Olup bitenlerde emperyalist müdahale ve kışkırtmalar kadar bu ihtirasların rolü var. Özellikle Prusya karakteri taşıyan devletlerin büyüme, genişleme arzuları ustaca manipülasyonlarla emperyalistlerin elinde tam bir yıkıcı enerjiye dönüşebiliyor. Önce çevresini ve nihayet kendisini de yakan ölümcül bir enerjiye…
Henüz tam anlamıyla devletleşmiş değillerse bile Kürt halkına hakim siyasi yapıları bu kalemden sayabiliriz. İster PKK isterse KDP olsun (bunların türevleri dahil) ihtiraslarının sınırı yok gerçekten. Ortalığa dökülen haritalar belli ki zihinlerinde asılı kalmış, arkalarına aldıkları emperyalist destekle tam bir istila hareketine girişmiş durumdalar.
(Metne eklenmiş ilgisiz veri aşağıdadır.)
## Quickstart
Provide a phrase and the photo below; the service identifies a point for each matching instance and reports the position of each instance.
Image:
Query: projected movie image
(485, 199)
Söylediğimizde hiçbir abartı yok; Karadeniz’e, Akdeniz’e, Basra’ya, devam edelim Azerbaycan’a uzanan hayallerin sahadaki karşılığı istila ve tehcirdir. İşid’le savaşıyoruz, demokratik özerklik kuruyoruz, birlikte yönetiyoruz demagojilerinin artık saklayamadığı gerçek milyonlarca insanın bu hayaller uğruna iç ve dış göçe zorlanarak yerinden yurdundan edildiğidir.
Başka nasıl olabilir ki, hayallerinin tarihte bir karşılığı yok, demografik bir karşılığı yok; kafalarındaki haritayı ancak istila ve tehcirle gerçek kılabilirler. İşte şimdi tam da buna soyunuyorlar.
Mazlum Kürt halkının meşru talepleri bu işbirlikçi ve istilacı tutumun gölgesinde git gide görünmez oluyor. Özgüven patlaması içinde belki fark etmiyorlar ama bölge halklarının husumetini üzerlerine çektiklerini ve kızgınlık duvarıyla dört bir yandan çevrelenmekte olduklarını biz söyleyelim. Hakim Kürt siyasasının Kürt halkına yaptığı en büyük kötülük de bu. Kürtlerin hak ve özgürlük taleplerinin bölge halklarınca en fazla kabul gördüğü bir dönemin ardından her talebin şüpheyle karşılandığı ve emperyalist politikalarla ilişkilendirildiği zehirli bir iklimi yaratmayı başardılar.
Tek suçlu onlar değil kuşkusuz ama gelinen noktada hiç de azımsanamayacak payları var.